New year's resolution

Happy new year I guess?
I’m not sure how I’m even alive right now. I had given up yesterday.

I woke up to the dog sitting there watching me. As soon he noticed I was awake he disappeared. Part of me was drawn to her book again. I still haven’t finished reading it. Only thirty or something pages left. I couldn’t force myself to finish it. Instead I just lay there in bed for a few hours, staring at the ceiling.

My mind wandered and my thoughts spiralled down into despair. Then suddenly something snapped. I’m not sure what it was. Maybe it was my guilt taking over me. Or maybe I just stopped caring.

Either way I got out of bed and threw on the same clothes I had been wearing for a week. Stepped outside and just started walking aimlessly. I soon found what I was looking for.

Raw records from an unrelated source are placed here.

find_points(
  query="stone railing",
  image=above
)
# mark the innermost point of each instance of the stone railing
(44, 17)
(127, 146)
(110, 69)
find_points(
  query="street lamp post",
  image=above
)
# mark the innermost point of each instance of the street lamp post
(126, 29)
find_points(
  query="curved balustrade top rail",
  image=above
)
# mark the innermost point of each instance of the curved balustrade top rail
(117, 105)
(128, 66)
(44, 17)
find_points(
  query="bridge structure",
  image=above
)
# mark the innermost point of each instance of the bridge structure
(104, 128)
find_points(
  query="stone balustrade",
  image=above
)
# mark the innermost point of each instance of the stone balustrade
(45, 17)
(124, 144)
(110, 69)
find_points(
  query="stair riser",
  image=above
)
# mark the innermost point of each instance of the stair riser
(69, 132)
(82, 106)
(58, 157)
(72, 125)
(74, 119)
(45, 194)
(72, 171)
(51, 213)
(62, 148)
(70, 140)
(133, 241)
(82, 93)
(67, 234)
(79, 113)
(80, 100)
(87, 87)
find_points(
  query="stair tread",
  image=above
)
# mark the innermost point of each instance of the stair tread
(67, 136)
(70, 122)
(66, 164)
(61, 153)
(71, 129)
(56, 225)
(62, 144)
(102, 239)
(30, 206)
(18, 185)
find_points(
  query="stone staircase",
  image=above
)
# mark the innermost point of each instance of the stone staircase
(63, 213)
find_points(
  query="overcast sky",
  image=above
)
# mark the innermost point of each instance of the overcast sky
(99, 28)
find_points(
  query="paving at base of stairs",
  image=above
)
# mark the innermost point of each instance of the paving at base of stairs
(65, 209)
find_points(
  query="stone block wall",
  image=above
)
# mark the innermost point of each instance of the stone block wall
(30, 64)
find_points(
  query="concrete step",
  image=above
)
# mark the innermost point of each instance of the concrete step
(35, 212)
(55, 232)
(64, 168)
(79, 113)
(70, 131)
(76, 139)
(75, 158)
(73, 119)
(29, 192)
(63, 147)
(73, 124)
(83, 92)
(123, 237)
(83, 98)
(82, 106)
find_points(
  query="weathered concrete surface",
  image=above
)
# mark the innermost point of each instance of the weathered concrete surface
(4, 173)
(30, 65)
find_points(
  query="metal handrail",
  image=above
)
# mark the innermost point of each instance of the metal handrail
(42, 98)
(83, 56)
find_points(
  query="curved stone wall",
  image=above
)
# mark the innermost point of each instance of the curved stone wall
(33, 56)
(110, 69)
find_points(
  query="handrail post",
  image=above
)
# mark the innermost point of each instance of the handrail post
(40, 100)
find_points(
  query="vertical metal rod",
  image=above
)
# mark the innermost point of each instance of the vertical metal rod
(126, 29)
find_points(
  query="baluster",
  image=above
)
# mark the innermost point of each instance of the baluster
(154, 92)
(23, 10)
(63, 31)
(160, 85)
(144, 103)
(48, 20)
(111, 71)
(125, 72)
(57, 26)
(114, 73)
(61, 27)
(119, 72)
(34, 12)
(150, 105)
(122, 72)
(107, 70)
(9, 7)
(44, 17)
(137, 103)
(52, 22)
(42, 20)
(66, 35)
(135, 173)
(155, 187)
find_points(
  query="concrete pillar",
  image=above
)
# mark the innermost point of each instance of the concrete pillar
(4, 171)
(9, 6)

When the clown showed up it didn’t even paralyze me. I think it knew it didn’t have to. I wasn’t going to run. It moved closer and started laughing. That awful wheezing laugh that will probably never stop haunting me. It whispered. “Come.”

That’s when I started laughing as well. I don’t know why but I was actually laughing. Not that empty laugh it normally forces out of me. Something about it was actually funny to me at the time. Or maybe I just lost my mind.

It’s claws reached out to me again and I could hear its bones cracking as it stretched its arms. I was ready to let it take me.

The black dog however wasn’t too happy about that. He attacked the clown out of nowhere and took a big chunk out of its side. Rotting organs spilled out and the clown let out an ear piercing shriek again.
I dropped to my knees in pain.

A loud crack and the clown had turned around. The two fought again but I didn’t run. I Just sat there on the ground.

The dog kept biting but it didn’t seem to slow down the clown at all. Even when its rotting guts spilled out and its foul blood splattered everywhere.
It slashed the dogs hind leg with its long claws. The dog yelped.

Then I screamed in pain as a gash appeared on my leg. The dog healed itself again.

Then panic set in and I realized that if I stayed around much longer I would be hurt even more. I struggled to get back up and limped my way out of there. But I wasn’t fast enough and now I’ve got a cut on my forehead as well.

Luckily that was the last wound I got from that fight. Neither of the wounds are as bad as my shoulder was though. I still had some bandages left from that. So I took care of my wounds the best I could. If my parents found out they’d probably freak out.

I was stupid and got myself hurt, again. I was about to give up and hand myself over to the clown. I was gonna let him do whatever torture he wanted on me because I thought I deserved it. But fuck that! I might deserve it but no way in hell am I giving these fuckers what they want.

Both the clown and the dog can go fuck themselves. I’m ending this my way.